Elsewhere, F&G’s ‘Norma Jeane‘ takes a closer path to Brody and Brainwash, once again blending MM and Disney via graffiti art – combining two central tropes of ’50s Americana (although Marilyn never worked for Uncle Walt.)

Adrien Brody as Arthur Miller in Blonde (2022)

Brody’s interest in Marilyn may stem from his role as Arthur Miller in the widely-panned Blonde (2022.) His sympathetic performance was arguably one of the few bright spots in Andrew Dominik’s lurid and sensationalist depiction of Marilyn’s story, based on Joyce Carol Oates’ novel.

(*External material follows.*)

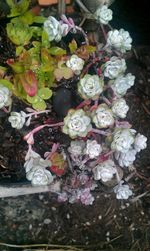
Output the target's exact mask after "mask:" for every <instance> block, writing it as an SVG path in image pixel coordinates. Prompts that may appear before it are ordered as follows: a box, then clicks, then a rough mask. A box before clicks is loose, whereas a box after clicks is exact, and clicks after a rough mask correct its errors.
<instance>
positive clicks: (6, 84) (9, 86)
mask: <svg viewBox="0 0 150 251" xmlns="http://www.w3.org/2000/svg"><path fill="white" fill-rule="evenodd" d="M0 84H2V85H4V86H5V87H7V88H8V89H9V90H12V89H13V84H12V83H11V82H10V81H9V80H6V79H0Z"/></svg>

“Marilyn Monroe is so deeply a part of so many people’s lives in so many ways … I’ve always felt a degree of empathy for her and her struggle as an artist, as a woman. This story really immerses people into those aspects of her hardships and the universality of those hardships. In seeing someone who’s so widely celebrated live a reality that’s so far from that adulation speaks to me so much.

The relationship between the playwright and her and Arthur Miller’s history and that time in Hollywood is fascinating as well. So all of it was pretty intriguing … Her life was incredibly complex, as was his. What I tried to convey within all of that was a sense of hopefulness and love; whether it fully manages to come to fruition or not is a different story.

There’s a need for some of her longing and loneliness to be fulfilled, and she sees a great deal in him. Her aspirations as an artist, as an actor, were always to bring a thoughtfulness to her work, an approach to character work that is honoured and cultivated within theatre more so than in the film work that was being done at that time. I think he saw a lot in her as well. And obviously she was very alluring.”